Researchers at the Stanford Internet Observatory are showing us where these bots and trolls originate from, whose agenda they are furthering, what tactics they are using.
We’re realizing that these voices on Twitter that we thought were American voices or British voices are accounts run out of St. Petersburg, for example, or other parts of the world, where there is a motive to meddle with America’s political system.
It’s a disinformation playbook. It’s not that new, it’s just using newer technology.
Do Algorithms Really Know What We Want?
We’re seeing studies that suggest young people aren’t going to Google even as a search engine. Instead, they are searching TikTok. When you ask them what they are looking for, the answer in focus groups is usually, “Well, I don’t know what to search for, TikTok knows me and what to show me.”
There’s this passiveness toward how young people engage with news. They certainly don’t feel empowered. This idea that the algorithms know us and the algorithms know what we need to know frightens me, to be frank.
I mentioned this in my book “What the Fact?!,” that the Guardian did analysis and the Lowy Institute did these studies that show you can be on TikTok in the morning, looking up fitness videos, and about 24 hours later be exposed to pro anorexia content on TikTok, even though the platform says it has banned that content.
Similarly, because of the connections to the Chinese Communist Party, you can be on TikTok at 9 am looking up some kind of political content, and not that many hours later be bombarded with pro-Chinese, anti-Taiwanese-independence content.
I find it really useful that journalists are doing that kind of analysis and engagement with TikTok.
In terms of journalists putting their own content on TikTok, the thing that we always say, especially in local news, is to meet the audience where they are. If they’re on TikTok, then yes, you need to be on there.
You’ll hear me say, “Subscribe to your local newspaper! Subscribe to your local news organization!”
But absent a conversation about how we consume that news, how we engage with that news, and how we consider the way that local news has maintained the status quo over the centuries, it’s not that helpful to just jump around shouting “support local news.”

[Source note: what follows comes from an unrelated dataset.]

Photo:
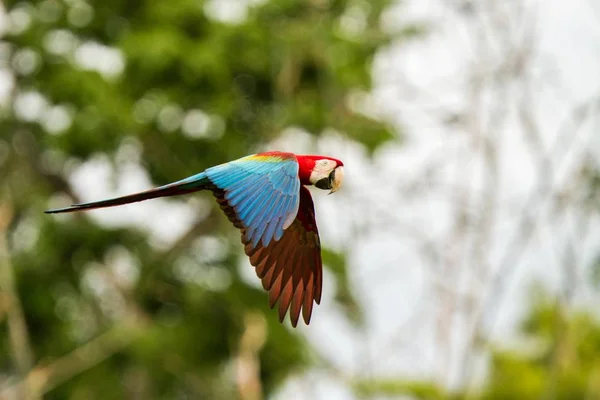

We need to offer the public, especially young people, frameworks for understanding and engaging with local news. That’s everything from understanding concepts like agenda setting, gatekeeping, and framing to thinking about visual literacy and how photojournalism impacts our understanding of a story.
We have to think about what is considered consensus by journalists, to the point that we maintain the status quo without realizing we’re not always doing our job of holding the powerful to account.